Estimation of bowhead whale (Balaena mysticetus) population density using spatially explicit capture-recapture (SECR) methods.

Mary Woodcock Kroble
Friday 10 November 2017
Date: 18 June 2018
Time: 2:00 pm - 3:00 pm

Speaker: Gisela Cheoo (University of Lisbon)


Management and conservation of wildlife populations is a major concern. Population density is a key ecological variable when making adequate decisions about them. A variety of methods can be used for estimating density. Capture-recapture/mark-recapture (CR/MR) methods are a popular alternative, but ignoring the spatial component of captures has historically led to problems with resulting inferences on abundance. Spatially explicit capture-recapture (SECR) methods use the spatial information to solve two key problems of classical CR/MR: defining a precise study area where captures occur over and reducing unmodeled heterogeneity in capture probabilities.

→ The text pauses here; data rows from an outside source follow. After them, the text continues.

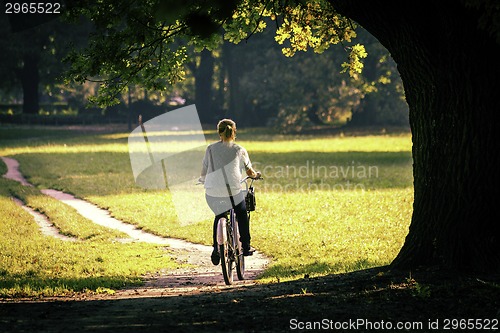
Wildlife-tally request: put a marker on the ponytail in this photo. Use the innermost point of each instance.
(227, 129)
(228, 132)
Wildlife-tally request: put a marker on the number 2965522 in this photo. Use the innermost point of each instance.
(32, 8)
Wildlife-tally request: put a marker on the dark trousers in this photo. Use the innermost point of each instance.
(240, 210)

Arrays of Directional Autonomous Seafloor Acoustic Recorders (DASARs) recorded bowhead whales’ calls through their migration corridor near the north Alaska coast. The available passive acoustic dataset was collected over 5 sites (with 3-11 sensors per site) and 8 years (2007-2014) via manual and automated analyses. In the former, trained staff classified the whale calls manually by listening to recordings and examining spectrograms, whereas in the latter these multi-year data sets were processed by a multi-stage detection, classification and localization algorithm.

Manual data presents some pitfalls including false positives (in particular “singletons”, i.e., calls detected exclusively in one sensor) and non-independence among sensors (caused by human intervention) for density estimation. Automated data doesn’t suffer the non-independence issue but the false positive rate is approximately 6 times higher. Considering only automated data, we will discuss the contribution of singletons in the likelihood functions to estimate abundance, using the methods developed by Conn et al. (2011) (truncation of singletons and dealing with false positives via mixture models) as a starting point.  This dataset is also amenable to an extended SECR analysis, where bearing and received level information are also used, and this is possible future work.


Conn, P. B., Gorgone, A. M., Jugovich, A. R., Byrd, B. L., & Hansen, L. J. (2011). Accounting for transients when estimating abundance of bottlenose dolphins in Choctawhatchee Bay, Florida. The Journal of Wildlife Management, 75(3), 569-579.